I doubt the folks at Arboriculture Australia are cherry pickers. The issue here is that we need to have a proportional and rational response to the risk of tree failure not a general campaign for the wholesale removal of trees that are sound.

When it comes to the risks of tree failure the cherry picking often comes from those pushing for weaker regulations. Too often one or two incidents of tree failure are used to push for the watering down of reasonable tree protection laws and/or as a cover to removal of trees that are getting the way of someone’s project or have just been dropping a few leaves on someone’s driveway.

If we were to apply the logic that a small risk (one in five million) is too much risk and radical action needs to be taken to address small risks we would have to ban the driving of cars and air travel. There is more risk of death and injury associated with driving and flying then there with having trees in your yard or street.

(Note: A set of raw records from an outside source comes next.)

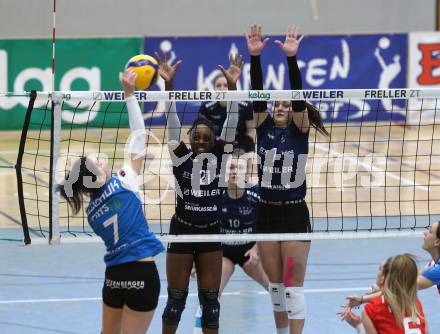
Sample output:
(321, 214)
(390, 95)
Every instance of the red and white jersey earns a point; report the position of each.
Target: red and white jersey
(383, 319)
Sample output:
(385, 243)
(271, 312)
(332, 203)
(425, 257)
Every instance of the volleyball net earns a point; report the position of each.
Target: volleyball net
(376, 175)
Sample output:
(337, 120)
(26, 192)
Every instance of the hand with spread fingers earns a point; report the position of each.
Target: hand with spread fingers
(292, 41)
(255, 41)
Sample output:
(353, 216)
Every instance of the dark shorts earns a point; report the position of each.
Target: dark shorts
(286, 218)
(177, 227)
(235, 253)
(135, 284)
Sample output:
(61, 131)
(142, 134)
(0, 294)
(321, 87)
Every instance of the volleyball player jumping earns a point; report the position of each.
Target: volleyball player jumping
(282, 144)
(197, 170)
(131, 288)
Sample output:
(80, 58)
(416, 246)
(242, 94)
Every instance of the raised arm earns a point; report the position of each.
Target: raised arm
(290, 49)
(136, 146)
(232, 74)
(256, 44)
(167, 72)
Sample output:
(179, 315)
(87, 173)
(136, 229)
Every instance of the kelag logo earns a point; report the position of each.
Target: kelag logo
(81, 64)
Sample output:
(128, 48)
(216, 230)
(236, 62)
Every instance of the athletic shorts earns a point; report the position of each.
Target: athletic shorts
(178, 227)
(283, 218)
(235, 253)
(135, 284)
(245, 143)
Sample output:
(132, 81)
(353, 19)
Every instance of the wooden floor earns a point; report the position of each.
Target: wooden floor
(373, 170)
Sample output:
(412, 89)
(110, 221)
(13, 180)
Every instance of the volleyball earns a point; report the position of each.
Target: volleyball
(146, 68)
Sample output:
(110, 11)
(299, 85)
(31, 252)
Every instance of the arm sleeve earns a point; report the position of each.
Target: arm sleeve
(173, 122)
(257, 82)
(137, 126)
(360, 329)
(128, 178)
(295, 82)
(231, 122)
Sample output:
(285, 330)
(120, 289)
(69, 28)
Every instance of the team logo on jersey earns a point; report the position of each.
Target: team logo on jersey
(245, 210)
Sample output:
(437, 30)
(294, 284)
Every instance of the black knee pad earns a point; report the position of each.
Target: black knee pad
(210, 308)
(175, 306)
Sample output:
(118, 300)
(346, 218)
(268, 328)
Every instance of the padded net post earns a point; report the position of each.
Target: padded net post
(376, 175)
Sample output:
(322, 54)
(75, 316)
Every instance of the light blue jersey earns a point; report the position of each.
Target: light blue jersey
(115, 214)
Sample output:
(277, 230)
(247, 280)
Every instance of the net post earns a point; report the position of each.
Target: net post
(27, 119)
(54, 222)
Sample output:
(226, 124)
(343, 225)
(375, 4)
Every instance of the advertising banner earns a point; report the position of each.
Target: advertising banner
(81, 64)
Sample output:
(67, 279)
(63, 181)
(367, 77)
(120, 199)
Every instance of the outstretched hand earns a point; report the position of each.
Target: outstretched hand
(255, 41)
(233, 72)
(292, 41)
(167, 71)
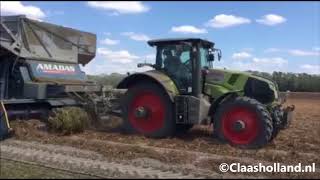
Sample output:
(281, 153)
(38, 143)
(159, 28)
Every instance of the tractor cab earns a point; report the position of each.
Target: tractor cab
(183, 61)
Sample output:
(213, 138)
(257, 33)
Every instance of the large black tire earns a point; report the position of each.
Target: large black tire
(183, 128)
(243, 122)
(159, 122)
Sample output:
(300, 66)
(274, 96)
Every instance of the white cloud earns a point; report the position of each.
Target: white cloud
(278, 61)
(17, 8)
(122, 56)
(261, 64)
(223, 20)
(316, 48)
(311, 69)
(120, 7)
(271, 50)
(150, 57)
(187, 29)
(108, 41)
(271, 19)
(299, 52)
(136, 36)
(241, 55)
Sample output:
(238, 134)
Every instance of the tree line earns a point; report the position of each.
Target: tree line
(295, 82)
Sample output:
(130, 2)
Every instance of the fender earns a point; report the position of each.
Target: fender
(151, 76)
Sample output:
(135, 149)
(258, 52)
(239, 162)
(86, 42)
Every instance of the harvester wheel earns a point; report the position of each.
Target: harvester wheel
(147, 110)
(243, 122)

In the 19 years between 2000 and 2019 242 people were killed in car accidents in the ACT. In the 10 years between 2001 and 2011 4,447 people were injured in car accidents. You cant find the statistics for people who were injured and killed by tree failure for the same periods because they are so insignificant the ABS doesn’t report them as a category on their own.

HiddenDragon6:47 pm 02 Aug 20

More of this to come, with even tougher rules on the way for removal of over-sized trees on suburban blocks –


Generalised assertions about the benefits of trees, and cherry-picked statistics about the risks they present, are no moral basis for treating the homes and lives of some people as acceptable potential collateral damage in a lop-sided campaign which allows some to just talk about the blessings of an “urban forest”, while others pay the price of it.

George Watling10:59 am 31 Jul 20

According to Arboriculture Australia, the national peak body for arborists in Australia trees are an asset in a storm not a liability.

In a recent ABC news article entitled ‘Eucalyptus trees in our suburbs spark safety debate among scientists and citizens’ Arboriculture Australia spokesperson Mark Hartley stated that:
+ ‘If we look at storm damage in Australia, trees are nothing in the scheme of things. Hail does far more damage’,
+ ‘Trees absorb energy from the wind, they slow it down, and transfer that energy to the ground. Without those trees the consequences would be horrendous’,
+ ‘more people are killed each year by horses, chairs, and falling out of bed’ then by trees,
+ ‘the chances of being killed by a falling tree is one in five million’
+ what people are concerned about when it comes to trees and danger ‘is not a reality. It’s just a phobia that is irrational’


I’m sure some large trees reduced the damage of the hail storm, even though being damaged themselves. A car was parked under large trees in my street and when the owner returned to it, he was not able to see any damage. Even a crop of corn in my vegetable garden saved the tomatoes. They were damaged, but were able to recover.